Reaksi Partai Demokrat: “Tidak Beretika”

Ketua PAC Partai Demokrat Kecamatan Wanayasa, Wawan Dahlan, mengkritik tajam keputusan politik Abang Ijo. Menurutnya, seorang pemimpin harus memiliki integritas dan komitmen terhadap partai yang telah mendukungnya.

“Tanpa etika, politik rentan disalahgunakan untuk kepentingan pribadi dan dapat merusak kepercayaan publik. Langkah ini sangat tidak beretika. Belum apa-apa sudah loncat partai, di mana komitmennya terhadap partai pengusung?” ujar Wawan kepada wartawan, Kamis (3/4/2025).

Wawan juga menegaskan bahwa etika dalam politik sangat penting untuk menjaga kepercayaan publik, menghindari korupsi, serta menciptakan keadilan dalam sistem demokrasi. Pindah partai setelah Pilkada dinilai dapat merusak hubungan antara pemimpin dan rakyat, serta membuka peluang praktik politik transaksional.

Pengamat Politik: “Pelanggaran Kepercayaan Publik”

Pengamat sosial politik Agus M. Yasin menilai bahwa keputusan Abang Ijo tidak hanya melanggar etika politik, tetapi juga mencerminkan pragmatisme dan oportunisme dalam dunia politik.
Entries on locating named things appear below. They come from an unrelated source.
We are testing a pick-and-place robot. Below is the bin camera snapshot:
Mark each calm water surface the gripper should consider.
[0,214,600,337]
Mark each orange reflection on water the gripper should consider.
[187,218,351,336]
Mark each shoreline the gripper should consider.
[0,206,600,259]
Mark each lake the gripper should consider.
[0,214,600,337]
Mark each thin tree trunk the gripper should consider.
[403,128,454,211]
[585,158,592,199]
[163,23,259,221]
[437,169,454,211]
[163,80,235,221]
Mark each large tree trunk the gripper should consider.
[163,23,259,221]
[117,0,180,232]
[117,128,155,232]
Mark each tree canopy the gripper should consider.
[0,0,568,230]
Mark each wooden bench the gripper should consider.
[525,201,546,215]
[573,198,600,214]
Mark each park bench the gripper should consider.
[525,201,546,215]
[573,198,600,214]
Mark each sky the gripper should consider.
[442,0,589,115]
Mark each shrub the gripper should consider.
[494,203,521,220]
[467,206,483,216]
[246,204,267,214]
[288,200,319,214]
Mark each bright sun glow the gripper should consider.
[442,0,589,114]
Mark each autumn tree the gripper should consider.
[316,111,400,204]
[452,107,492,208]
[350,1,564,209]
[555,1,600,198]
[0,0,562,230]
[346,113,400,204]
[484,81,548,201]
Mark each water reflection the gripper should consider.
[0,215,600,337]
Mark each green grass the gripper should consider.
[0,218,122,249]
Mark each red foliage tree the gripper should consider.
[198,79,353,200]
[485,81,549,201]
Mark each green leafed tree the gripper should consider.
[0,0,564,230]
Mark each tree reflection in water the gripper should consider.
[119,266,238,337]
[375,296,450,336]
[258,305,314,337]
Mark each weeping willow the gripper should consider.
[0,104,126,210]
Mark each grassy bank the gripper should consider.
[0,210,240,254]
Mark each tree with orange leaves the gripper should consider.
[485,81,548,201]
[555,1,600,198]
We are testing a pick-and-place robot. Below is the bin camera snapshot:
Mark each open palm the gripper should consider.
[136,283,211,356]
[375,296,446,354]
“Langkah ini adalah pengkhianatan terhadap kepercayaan publik. Partai pengusung telah mengeluarkan sumber daya, strategi, dan dukungan politik untuk memenangkan calon. Ketika seorang pejabat berpindah partai setelah terpilih, itu adalah pelanggaran kepercayaan yang serius.”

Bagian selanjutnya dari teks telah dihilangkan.